Rotterdam, 11 July 2012 - From today, the Dutch coastline will be permanently different. Queen Beatrix gave the sign for the closure of the seawall of Maasvlakte 2. At slack water, when there was minimal current, the large equipment of contractors Boskalis and Van Oord closed the gap in the eleven-kilometre long seawall. Hans Smits, President and CEO of the Port of Rotterdam Authority: ‘After 3.5 years of hard work, today we reached a major milestone. The seawall around Maasvlakte 2 has been closed and these 2,000 hectares of new Netherlands are properly protected against the sea.’
At the end of 2008, the Port of Rotterdam Authority commenced construction of Maasvlakte 2, the land reclamation project in the North Sea for the development of the port of Rotterdam. The construction of the new port area is on schedule, and the first container terminals will be operational in 2014. This project changes the map of the Netherlands. The port of Rotterdam grows by 20%, the Netherlands becomes 2,000 hectares larger, and the coastline is 3.5 km further in the sea.

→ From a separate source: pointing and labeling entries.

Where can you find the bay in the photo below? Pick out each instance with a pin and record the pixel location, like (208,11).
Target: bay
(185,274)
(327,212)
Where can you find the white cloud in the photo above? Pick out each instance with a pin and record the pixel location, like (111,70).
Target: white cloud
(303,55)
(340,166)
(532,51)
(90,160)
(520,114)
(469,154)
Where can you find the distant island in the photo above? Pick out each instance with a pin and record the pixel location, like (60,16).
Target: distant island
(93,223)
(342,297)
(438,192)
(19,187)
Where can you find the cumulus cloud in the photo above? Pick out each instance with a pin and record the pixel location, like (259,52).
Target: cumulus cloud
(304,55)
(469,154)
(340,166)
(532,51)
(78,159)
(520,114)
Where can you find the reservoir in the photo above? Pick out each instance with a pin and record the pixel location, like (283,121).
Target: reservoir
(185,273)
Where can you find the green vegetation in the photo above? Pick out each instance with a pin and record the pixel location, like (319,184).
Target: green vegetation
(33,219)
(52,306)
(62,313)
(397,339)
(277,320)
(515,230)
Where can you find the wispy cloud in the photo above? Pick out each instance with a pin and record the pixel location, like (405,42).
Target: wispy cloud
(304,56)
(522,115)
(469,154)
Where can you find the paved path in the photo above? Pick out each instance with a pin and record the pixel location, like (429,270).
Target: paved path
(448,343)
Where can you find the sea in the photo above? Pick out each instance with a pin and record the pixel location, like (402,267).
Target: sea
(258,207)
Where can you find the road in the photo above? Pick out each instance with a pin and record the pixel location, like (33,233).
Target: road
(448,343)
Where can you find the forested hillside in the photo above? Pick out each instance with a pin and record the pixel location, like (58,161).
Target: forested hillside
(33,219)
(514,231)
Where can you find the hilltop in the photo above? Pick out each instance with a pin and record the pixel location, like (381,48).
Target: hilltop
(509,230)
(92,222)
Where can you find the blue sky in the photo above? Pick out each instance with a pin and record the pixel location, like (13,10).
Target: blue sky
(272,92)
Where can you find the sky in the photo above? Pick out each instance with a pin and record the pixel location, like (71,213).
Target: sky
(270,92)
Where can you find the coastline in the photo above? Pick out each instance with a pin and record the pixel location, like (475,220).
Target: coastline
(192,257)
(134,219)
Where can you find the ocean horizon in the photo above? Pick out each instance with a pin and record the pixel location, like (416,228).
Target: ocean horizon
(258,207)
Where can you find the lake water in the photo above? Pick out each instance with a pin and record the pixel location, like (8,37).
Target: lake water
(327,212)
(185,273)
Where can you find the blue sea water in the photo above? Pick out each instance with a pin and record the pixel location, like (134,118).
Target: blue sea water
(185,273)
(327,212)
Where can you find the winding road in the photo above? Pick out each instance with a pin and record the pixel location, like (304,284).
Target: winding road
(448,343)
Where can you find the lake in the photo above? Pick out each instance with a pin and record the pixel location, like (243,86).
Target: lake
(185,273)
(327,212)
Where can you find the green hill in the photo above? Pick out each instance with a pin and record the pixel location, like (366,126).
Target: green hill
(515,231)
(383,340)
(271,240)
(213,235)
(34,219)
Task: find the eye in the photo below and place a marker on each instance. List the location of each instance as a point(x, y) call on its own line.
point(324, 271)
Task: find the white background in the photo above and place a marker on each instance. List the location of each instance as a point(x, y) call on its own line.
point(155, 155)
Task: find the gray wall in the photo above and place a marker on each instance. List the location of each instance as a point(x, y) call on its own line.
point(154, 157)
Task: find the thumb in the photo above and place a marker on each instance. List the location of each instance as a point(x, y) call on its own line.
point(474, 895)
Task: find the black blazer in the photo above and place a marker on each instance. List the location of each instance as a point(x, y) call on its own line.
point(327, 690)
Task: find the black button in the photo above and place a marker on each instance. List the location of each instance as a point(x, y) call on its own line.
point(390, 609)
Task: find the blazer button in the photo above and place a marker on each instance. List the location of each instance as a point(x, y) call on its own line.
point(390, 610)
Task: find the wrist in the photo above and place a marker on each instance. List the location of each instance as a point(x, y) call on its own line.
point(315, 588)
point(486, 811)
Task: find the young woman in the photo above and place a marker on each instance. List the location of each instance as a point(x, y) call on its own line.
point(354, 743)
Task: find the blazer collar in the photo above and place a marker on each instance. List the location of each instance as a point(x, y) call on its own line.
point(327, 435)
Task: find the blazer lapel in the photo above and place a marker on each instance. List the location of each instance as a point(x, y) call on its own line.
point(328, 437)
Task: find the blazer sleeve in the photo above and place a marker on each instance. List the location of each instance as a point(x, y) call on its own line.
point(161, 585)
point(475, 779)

That new coastline is now approaching its completion. Its construction took place from two sides over the past years. On the northern side, alongside the navigation channel to the port, 3.5 km of hard seawall was built. The construction is unique in the Netherlands due to the stony dune in combination with a block dam for which almost 20,000 concrete blocks from the seawall of the existing Maasvlakte were reused. On the south side, a soft seawall of 7.5 km was built, made up of beach with dunes of 14 metres high. The dune has been planted along its entire length with marram grass. The beach on the south side has been widened by 100 metres so that beachgoers can enjoy a lovely wide beach at high tide as well. Today the gap between these two sections was closed.
Since the middle of June, the trailing suction hopper dredgers Prins der Nederlanden and Vox Máxima and the cutter suction dredger Edax have been bringing the last 10 million cubic metres of sand to the missing section of seawall between the sand and the stony dune. Today the three dredgers are joining forces to connect the northern and southern sections of the outer contour. This first large sand closure since the construction of the Philipsdam 25 years ago is an impressive exploit of the hydraulic engineering contractors Boskalis and Van Oord, united in PUMA (Projectorganisatie Uitbreiding Maasvlakte).
Pride of Holland
The construction of Maasvlakte 2 is a part of the Pride of Holland. The two large Dutch hydraulic engineering companies Boskalis and Van Oord constructed this new land in a very short time. The new area is expected to enable the activities in the port of Rotterdam to continue to grow, certainly in the coming 20 to 25 years. That is good for international trade, good for the position of Rotterdam as the gateway to Europe and good for employment.